Es ist schwieriger, Teile einer Berufsarmee für die Revolution zu gewinnen oder wenigstens zu neutralisieren. Bei einer Wehrpflichtigenarmee hingegen ist das leichter möglich. Hier kann sich der Widerspruch zwischen den Interessen der Soldaten und der Offiziers- und Kommandoebene u.U. zuspitzen und dafür genutzt werden, die Mannschaften auf die Seite des Proletariats zu ziehen, sie zur Befehlsverweigerung oder gar zur offenen Unterstützung des Proletariats im Klassenkampf und besonders im Bürgerkrieg zu bewegen.

So bewirkten 1917 die Dynamik der Revolution in Russland und die Propaganda der Bolschewiki, dass Hunderttausende aus der Zarenarmee den Befehl verweigerten oder desertierten. Sie bildeten Soldatenkomitees gegen die Offiziere und deren Repressalien und bald auch Soldatenräte, die zur Speerspitze der Revolution wurden und im Bürgerkrieg den Kern der Roten Armee stellten.

Für eine revolutionäre Strategie ist natürlich auch relevant, dass das Gros des Proletariats mit der Wehrpflicht auch das Waffenhandwerk erlernt - um es später einmal gegen den Klassenfeind anwenden zu können.

Illusionen

Die Grünen, PazifistInnen und auch Teile von SPD und Linkspartei sehen, wenn schon nicht in der Bundeswehrreform, so in der Abschaffung der Wehrpflicht einen Fortschritt. Sie führen dazu v.a. zwei Argumente an.

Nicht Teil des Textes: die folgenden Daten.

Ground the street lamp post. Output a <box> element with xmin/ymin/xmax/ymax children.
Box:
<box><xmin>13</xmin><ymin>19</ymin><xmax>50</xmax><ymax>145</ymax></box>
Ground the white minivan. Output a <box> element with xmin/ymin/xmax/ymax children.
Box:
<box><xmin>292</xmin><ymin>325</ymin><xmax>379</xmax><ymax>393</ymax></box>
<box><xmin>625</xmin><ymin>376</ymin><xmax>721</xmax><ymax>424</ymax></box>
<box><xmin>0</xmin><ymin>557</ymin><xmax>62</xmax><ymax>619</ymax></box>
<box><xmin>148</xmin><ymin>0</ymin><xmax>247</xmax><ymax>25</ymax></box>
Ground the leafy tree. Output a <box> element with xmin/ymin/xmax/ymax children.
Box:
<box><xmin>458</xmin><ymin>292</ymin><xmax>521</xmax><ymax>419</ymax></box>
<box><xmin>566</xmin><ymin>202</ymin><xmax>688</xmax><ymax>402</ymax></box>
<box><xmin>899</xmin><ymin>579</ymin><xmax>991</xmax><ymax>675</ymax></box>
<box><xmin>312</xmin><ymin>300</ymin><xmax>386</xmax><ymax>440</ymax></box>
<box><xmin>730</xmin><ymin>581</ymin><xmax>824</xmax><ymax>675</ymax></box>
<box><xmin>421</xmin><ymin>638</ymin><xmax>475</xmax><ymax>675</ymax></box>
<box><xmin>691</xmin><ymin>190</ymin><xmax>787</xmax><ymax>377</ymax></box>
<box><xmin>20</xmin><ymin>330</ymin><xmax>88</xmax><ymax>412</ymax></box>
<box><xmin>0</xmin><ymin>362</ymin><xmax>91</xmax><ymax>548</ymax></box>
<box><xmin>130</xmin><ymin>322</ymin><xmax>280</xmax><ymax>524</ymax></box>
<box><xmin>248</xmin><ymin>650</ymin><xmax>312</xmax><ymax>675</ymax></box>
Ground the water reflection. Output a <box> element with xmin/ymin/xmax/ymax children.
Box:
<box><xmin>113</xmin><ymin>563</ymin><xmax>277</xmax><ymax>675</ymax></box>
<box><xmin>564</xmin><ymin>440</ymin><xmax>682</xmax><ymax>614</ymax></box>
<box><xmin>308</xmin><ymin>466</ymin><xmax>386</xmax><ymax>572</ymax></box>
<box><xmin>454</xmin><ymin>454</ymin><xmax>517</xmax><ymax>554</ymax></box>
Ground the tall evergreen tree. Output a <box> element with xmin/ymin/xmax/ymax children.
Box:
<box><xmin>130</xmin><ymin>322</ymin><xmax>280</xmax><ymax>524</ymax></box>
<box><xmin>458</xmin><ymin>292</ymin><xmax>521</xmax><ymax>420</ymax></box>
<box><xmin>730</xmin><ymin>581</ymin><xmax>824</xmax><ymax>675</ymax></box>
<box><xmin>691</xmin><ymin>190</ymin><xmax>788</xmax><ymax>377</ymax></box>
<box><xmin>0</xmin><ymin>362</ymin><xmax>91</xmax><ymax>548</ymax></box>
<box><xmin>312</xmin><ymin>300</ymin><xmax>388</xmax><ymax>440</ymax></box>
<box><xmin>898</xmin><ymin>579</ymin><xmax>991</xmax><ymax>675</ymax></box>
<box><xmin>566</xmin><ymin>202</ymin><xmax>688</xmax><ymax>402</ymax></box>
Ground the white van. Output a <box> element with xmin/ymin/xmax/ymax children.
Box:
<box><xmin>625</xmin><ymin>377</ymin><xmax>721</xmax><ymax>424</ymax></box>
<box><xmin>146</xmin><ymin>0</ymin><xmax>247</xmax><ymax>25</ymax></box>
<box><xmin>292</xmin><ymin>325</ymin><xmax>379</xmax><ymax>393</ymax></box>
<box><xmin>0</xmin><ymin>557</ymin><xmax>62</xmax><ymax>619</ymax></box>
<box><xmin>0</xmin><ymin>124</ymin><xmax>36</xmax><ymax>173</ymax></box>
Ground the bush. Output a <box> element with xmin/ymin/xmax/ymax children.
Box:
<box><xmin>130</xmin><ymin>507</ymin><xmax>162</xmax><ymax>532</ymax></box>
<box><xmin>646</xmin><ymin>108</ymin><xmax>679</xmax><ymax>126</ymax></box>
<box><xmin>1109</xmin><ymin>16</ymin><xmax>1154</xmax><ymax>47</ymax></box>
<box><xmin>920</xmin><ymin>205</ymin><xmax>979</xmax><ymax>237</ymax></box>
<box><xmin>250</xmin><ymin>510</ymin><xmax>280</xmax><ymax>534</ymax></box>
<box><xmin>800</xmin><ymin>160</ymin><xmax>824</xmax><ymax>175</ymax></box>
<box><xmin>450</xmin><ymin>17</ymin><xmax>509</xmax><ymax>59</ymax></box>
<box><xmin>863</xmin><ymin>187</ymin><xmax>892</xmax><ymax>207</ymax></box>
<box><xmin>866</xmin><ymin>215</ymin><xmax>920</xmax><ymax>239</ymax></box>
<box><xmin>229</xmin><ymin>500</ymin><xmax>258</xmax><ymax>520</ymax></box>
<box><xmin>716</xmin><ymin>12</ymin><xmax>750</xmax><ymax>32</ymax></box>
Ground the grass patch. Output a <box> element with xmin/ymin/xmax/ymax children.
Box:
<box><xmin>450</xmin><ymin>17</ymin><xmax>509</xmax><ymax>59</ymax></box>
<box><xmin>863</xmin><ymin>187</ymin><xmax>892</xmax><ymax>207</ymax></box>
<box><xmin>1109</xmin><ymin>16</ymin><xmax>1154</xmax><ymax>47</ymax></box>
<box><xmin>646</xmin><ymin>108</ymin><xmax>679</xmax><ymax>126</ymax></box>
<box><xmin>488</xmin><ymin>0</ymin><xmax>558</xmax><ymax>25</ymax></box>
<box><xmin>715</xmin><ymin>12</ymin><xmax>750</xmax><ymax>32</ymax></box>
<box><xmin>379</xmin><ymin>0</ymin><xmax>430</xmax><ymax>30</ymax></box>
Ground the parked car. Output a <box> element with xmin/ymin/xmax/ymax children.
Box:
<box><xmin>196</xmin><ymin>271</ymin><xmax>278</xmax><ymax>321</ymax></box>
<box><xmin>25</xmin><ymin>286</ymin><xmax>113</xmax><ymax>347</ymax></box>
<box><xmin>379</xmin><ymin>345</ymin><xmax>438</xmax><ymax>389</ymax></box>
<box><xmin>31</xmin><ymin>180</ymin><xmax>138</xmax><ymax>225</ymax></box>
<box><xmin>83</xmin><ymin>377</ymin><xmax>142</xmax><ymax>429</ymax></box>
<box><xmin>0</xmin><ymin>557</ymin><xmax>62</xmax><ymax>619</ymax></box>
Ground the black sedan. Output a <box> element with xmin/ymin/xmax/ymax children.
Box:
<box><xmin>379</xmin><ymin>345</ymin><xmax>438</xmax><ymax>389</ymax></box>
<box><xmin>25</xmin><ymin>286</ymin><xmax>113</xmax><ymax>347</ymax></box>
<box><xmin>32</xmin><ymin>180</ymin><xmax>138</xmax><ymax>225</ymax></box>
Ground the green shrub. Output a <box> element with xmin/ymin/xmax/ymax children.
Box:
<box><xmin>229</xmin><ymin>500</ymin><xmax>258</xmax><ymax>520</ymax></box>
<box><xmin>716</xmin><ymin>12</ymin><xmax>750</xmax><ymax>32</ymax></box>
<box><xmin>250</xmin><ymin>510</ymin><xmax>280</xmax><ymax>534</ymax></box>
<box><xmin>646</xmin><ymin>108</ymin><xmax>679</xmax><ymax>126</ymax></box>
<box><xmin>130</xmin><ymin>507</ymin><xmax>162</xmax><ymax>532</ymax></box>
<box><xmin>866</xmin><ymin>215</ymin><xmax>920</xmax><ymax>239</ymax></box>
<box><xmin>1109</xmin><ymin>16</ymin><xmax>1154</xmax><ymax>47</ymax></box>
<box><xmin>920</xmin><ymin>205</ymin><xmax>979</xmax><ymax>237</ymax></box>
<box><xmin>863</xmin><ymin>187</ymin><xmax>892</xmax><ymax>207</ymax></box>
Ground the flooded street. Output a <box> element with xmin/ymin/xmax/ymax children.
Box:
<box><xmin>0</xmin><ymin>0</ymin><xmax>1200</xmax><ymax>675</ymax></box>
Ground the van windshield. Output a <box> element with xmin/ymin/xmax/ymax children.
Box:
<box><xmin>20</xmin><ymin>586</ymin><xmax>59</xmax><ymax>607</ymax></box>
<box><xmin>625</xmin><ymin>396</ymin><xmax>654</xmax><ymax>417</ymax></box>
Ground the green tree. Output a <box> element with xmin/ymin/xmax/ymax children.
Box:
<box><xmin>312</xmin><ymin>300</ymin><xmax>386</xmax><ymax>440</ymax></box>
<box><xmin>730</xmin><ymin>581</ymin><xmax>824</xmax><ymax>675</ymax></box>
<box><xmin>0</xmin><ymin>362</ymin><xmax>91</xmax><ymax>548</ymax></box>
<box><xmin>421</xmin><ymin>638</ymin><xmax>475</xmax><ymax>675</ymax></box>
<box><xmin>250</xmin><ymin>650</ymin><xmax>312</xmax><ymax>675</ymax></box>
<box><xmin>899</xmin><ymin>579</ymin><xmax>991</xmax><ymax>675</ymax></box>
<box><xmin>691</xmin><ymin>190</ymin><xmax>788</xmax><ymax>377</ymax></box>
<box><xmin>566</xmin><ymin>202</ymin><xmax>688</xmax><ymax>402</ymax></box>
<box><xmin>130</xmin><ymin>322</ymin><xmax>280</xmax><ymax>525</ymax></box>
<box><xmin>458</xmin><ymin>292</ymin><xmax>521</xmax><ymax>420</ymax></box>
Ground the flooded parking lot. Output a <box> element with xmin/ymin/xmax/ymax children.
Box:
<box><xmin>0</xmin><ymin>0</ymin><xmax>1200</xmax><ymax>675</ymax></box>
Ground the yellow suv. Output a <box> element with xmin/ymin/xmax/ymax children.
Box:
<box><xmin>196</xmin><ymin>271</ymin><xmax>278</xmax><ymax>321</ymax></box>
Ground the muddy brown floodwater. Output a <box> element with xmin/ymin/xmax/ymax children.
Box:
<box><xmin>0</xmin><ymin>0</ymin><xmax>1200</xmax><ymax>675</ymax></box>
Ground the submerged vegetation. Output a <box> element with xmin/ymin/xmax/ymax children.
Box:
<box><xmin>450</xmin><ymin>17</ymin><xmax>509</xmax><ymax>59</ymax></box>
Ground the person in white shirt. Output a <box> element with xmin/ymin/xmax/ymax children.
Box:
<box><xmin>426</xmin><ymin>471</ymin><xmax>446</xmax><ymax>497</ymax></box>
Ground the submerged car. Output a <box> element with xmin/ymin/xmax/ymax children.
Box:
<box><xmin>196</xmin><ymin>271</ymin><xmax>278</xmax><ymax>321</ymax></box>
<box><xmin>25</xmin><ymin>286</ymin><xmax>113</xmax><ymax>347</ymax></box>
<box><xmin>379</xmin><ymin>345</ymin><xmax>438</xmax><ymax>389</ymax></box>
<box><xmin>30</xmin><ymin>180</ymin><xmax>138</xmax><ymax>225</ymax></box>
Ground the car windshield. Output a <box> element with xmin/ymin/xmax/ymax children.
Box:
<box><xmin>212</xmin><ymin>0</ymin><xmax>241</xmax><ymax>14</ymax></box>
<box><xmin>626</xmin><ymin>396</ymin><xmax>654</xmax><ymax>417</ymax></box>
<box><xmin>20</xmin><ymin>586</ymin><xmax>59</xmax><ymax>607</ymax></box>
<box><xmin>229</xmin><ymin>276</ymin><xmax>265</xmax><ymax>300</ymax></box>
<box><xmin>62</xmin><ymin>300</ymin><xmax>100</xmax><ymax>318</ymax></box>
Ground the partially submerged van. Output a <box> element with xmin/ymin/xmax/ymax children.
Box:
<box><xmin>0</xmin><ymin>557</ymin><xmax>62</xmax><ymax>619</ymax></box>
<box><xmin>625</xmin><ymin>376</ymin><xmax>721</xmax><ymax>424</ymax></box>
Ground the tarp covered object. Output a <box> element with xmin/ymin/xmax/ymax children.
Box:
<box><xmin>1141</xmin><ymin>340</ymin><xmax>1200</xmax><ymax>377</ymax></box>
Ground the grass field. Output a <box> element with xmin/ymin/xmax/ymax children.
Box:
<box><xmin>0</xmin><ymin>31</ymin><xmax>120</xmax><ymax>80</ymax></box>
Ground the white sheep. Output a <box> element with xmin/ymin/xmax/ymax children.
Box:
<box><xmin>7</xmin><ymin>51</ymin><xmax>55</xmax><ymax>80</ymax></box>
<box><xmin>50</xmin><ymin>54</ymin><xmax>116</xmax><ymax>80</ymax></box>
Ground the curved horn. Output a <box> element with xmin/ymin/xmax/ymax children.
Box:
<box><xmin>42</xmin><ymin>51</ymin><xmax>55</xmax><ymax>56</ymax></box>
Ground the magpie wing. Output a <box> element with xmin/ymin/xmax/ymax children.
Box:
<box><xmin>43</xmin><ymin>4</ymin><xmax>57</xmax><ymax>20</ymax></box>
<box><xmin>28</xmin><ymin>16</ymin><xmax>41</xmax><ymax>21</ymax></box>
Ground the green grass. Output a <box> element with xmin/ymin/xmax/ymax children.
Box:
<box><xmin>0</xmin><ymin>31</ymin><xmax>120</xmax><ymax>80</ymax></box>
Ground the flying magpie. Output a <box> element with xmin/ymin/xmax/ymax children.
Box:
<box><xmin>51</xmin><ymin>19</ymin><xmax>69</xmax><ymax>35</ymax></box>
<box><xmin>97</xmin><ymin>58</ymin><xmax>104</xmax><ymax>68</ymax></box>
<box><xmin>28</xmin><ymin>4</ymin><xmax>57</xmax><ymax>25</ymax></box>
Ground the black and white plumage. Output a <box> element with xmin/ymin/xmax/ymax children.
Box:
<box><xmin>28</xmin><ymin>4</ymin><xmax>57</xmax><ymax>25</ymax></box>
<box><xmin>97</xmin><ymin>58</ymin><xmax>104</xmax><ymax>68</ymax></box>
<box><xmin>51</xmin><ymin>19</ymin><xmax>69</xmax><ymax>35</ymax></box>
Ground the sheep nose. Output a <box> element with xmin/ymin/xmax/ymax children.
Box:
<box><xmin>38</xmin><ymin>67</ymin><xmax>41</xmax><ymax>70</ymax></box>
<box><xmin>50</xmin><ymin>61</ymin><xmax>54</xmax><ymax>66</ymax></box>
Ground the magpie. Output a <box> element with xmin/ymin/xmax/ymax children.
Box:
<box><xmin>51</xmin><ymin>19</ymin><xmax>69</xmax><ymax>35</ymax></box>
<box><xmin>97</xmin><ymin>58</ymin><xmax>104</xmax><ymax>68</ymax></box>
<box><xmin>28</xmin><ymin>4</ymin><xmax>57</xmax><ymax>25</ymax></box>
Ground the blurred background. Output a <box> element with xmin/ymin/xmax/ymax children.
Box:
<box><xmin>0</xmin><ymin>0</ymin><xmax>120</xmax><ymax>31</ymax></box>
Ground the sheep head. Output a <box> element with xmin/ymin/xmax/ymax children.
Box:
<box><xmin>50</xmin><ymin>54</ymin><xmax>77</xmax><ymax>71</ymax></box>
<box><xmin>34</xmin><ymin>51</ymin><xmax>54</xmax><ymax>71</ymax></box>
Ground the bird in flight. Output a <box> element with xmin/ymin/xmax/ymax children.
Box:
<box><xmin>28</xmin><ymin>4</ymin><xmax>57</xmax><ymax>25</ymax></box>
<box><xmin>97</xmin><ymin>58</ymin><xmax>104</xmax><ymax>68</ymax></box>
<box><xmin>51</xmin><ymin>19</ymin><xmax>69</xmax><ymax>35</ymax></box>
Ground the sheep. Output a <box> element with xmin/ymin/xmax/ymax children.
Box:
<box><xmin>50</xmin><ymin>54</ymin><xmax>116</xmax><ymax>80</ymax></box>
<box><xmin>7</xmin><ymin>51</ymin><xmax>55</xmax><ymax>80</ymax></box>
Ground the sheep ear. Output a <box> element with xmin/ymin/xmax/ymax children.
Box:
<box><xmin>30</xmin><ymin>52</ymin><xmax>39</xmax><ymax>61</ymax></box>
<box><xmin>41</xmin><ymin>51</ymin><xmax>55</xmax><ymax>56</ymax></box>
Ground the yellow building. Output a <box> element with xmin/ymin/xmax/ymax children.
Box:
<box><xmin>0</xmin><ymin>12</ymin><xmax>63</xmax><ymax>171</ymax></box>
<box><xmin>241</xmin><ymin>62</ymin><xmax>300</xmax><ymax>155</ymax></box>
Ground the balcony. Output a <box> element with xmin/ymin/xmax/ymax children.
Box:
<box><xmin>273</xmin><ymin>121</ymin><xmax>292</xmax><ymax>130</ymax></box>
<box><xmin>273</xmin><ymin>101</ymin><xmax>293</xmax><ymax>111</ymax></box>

Erstens würde mit der Abschaffung der Wehrpflicht auch der Zwang verschwinden und der Militärdienst nur noch freiwillig sein. Das ist aber kurzsichtig, weil der bürgerliche Staat natürlich jederzeit bei Bedarf die Wehrpflicht wieder einführen kann - und bei geänderten imperialistischen Interessenlagen auch tun wird. Außerdem wird er sich die Option offenhalten, statt des Militärdienstes andere, zivile Formen von Zwangsdiensten einzurichten, wie das auch bisher schon beim Zivildienst der Fall war. Schon jetzt wird über ein Nachfolgemodell für den Zivildienst diskutiert - denn die „Zivis“ waren für den Staat willkommene Billigjobber, um Kosten- und Personallücken v.a. im sozialen Bereich zu schließen. Anstatt genügend Fachkräfte auszubilden und ordentlich zu bezahlen, würden dann wieder bzw. immer noch hundertausende Jugendliche für Dumpinglöhne arbeiten und den Sektor tariflich geregelter „Normal“-Arbeit permanent unterhöhlen.

DGB-Chef Sommer fürchtet, "dass die sozialen Einrichtungen nach der Abschaffung des Zivildienstes dazu übergehen, massiv Ein-Euro-Jobs einzusetzen und sich quasi gezwungen fühlen, das Hartz-IV-System zu missbrauchen".

Doch noch wichtiger als diese Kritik ist es, gegen diese neue Form von „Zwangsdiensten“ zu kämpfen. Dafür reicht es freilich nicht, ein paar „Befürchtungen“ über die Medien zu verbreiten - dagegen muss mobilisiert werden. Dazu müssen Gewerkschaften, aber auch die reformistischen Massenparteien SPD und LINKE aufgefordert werden!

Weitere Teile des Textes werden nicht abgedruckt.